- Location: Guinea-Bissau
- Nearest city: Cacheu
- Coordinates: 12°18′00″N 16°10′46″W﻿ / ﻿12.30000°N 16.17944°W
- Area: 886 km^{2} (342 sq mi)
- Established: 2000

= Cacheu River Mangroves Natural Park =

National park in Guinea-Bissau

The Cacheu River Mangroves Natural Park (Parque Natural dos Tarrafes do Rio Cacheu) is a national park situated on the Cacheu River in Guinea-Bissau. It was established on 1 December 2000. The national park, which has an area of 886 km^{2}, has been designated as a Ramsar site since 2015.

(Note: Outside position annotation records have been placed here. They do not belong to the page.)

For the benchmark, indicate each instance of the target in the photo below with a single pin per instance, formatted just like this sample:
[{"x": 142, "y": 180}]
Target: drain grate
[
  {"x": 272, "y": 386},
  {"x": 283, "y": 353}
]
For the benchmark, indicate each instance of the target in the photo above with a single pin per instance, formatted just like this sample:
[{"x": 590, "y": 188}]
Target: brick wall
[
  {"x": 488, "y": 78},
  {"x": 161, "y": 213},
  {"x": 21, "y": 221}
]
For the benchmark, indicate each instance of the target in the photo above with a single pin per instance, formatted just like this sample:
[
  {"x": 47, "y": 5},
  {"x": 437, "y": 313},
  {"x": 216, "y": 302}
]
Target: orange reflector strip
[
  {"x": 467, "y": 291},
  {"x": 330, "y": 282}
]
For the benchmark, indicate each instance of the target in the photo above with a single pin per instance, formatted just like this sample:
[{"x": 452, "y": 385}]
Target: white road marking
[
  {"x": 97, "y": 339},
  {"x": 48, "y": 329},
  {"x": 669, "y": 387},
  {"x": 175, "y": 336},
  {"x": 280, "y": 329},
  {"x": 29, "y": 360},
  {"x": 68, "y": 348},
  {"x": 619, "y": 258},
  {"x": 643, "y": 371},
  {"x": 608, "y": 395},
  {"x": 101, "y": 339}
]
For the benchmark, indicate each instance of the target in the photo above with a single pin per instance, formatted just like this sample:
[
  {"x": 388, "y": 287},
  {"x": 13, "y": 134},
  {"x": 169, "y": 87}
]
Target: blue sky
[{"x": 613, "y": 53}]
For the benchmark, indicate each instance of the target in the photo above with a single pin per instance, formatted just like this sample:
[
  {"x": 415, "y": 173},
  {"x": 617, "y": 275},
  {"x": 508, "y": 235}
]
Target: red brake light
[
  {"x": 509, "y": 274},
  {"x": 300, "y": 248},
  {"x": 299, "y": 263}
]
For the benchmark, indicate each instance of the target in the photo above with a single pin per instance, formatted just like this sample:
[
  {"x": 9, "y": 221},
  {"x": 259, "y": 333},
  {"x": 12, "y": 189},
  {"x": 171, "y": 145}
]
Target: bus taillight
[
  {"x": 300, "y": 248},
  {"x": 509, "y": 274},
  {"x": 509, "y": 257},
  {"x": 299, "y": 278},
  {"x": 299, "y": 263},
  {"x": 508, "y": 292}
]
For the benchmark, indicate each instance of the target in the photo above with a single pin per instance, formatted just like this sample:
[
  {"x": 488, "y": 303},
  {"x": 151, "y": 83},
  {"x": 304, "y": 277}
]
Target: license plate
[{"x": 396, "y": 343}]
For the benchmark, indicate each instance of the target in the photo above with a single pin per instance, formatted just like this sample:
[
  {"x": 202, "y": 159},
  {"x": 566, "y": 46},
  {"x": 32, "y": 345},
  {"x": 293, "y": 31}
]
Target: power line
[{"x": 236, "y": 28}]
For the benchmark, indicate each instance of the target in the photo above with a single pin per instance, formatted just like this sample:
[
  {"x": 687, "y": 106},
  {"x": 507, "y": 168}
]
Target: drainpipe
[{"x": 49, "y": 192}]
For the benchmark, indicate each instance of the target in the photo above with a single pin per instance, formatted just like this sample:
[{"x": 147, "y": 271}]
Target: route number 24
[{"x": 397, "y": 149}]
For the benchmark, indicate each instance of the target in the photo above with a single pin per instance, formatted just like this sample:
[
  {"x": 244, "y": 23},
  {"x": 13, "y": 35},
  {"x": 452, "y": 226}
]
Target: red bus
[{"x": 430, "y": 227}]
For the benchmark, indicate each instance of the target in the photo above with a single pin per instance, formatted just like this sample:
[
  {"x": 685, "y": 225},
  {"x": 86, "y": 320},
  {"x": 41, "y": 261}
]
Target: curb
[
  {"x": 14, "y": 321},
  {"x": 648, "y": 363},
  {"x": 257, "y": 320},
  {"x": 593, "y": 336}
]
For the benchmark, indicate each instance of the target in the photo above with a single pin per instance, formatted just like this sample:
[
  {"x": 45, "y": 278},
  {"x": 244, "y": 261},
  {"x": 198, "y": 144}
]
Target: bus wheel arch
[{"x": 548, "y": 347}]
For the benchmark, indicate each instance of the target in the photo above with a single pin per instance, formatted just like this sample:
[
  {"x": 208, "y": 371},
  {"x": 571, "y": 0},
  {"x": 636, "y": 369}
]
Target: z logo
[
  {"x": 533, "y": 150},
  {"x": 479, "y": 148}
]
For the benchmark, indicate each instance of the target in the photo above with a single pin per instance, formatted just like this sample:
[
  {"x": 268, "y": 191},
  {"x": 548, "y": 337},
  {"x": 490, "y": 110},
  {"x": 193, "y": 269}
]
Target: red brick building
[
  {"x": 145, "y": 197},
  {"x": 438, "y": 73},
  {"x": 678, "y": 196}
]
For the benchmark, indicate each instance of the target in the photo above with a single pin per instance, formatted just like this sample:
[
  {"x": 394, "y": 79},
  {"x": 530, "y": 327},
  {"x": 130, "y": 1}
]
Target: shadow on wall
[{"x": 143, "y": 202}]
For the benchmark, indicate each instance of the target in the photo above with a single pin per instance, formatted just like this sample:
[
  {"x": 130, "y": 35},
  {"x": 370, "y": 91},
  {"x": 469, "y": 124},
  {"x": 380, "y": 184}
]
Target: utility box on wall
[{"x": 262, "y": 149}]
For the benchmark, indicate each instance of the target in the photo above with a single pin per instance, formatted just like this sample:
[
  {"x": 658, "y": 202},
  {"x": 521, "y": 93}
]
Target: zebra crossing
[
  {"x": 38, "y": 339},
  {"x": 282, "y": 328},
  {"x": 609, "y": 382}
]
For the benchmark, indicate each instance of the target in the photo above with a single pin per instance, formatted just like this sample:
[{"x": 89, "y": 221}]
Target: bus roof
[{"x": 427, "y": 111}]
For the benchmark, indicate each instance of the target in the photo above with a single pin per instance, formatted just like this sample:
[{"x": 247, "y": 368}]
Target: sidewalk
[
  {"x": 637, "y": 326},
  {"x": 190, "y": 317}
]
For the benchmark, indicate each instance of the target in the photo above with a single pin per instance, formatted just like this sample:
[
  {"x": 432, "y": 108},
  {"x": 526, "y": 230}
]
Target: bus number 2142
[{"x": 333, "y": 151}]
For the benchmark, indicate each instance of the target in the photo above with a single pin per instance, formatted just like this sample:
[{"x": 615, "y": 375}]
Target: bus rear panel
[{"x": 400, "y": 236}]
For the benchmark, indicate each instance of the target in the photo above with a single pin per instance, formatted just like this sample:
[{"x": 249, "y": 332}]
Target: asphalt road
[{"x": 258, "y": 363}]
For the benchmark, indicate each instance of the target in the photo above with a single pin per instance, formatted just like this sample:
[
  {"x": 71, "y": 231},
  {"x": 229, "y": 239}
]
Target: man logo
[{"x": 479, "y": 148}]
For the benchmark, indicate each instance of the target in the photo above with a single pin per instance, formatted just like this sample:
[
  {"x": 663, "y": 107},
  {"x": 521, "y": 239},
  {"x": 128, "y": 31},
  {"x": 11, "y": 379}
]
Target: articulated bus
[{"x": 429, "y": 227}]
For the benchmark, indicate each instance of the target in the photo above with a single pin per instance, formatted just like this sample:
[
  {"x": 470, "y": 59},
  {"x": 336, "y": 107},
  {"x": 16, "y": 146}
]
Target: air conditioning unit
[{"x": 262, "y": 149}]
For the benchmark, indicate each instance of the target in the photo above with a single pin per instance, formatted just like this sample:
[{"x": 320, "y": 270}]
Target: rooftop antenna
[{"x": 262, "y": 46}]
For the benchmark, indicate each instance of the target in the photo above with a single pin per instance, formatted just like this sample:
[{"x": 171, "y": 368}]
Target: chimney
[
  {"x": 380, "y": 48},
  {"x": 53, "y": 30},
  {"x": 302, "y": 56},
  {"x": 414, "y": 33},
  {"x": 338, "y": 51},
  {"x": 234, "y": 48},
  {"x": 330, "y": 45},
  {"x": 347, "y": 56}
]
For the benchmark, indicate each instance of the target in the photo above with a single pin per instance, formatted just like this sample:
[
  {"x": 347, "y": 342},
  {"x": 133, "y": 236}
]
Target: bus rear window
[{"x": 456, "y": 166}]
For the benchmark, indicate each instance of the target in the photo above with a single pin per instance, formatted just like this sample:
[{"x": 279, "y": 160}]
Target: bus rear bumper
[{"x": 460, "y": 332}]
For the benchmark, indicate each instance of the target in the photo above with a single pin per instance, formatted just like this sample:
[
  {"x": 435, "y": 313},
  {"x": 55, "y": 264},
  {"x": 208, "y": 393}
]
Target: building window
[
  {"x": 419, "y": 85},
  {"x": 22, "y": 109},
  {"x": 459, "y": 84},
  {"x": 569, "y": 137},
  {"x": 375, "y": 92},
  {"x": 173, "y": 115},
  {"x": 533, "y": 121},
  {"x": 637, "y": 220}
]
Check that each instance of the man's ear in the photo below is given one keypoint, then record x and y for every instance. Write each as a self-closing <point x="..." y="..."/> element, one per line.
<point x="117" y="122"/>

The park is considered to be the largest compact mangrove environment in West Africa, with as much as 68% of its territory covered with mangroves.

These vast mangroves provide the habitat for conservation of marine life and the preservation of the diversity of flora and fauna. The park becomes home to a large number of migratory birds, that come here to winter.

==Climate change==

In 2022, the IPCC Sixth Assessment Report included Cacheu River Mangroves Natural Park in the list of African natural heritage sites which would be threatened by flooding and coastal erosion by the end of the century, but only if climate change followed RCP 8.5, which is the scenario of high and continually increasing greenhouse gas emissions associated with the warming of over 4 °C., and is no longer considered very likely. The other, more plausible scenarios result in lower warming levels and consequently lower sea level rise: yet, sea levels would continue to increase for about 10,000 years under all of them. Even if the warming is limited to 1.5 °C, global sea level rise is still expected to exceed 2-3 m after 2000 years (and higher warming levels will see larger increases by then), consequently exceeding 2100 levels of sea level rise under RCP 8.5 (~0.75 m with a range of 0.5-1 m) well before the year 4000.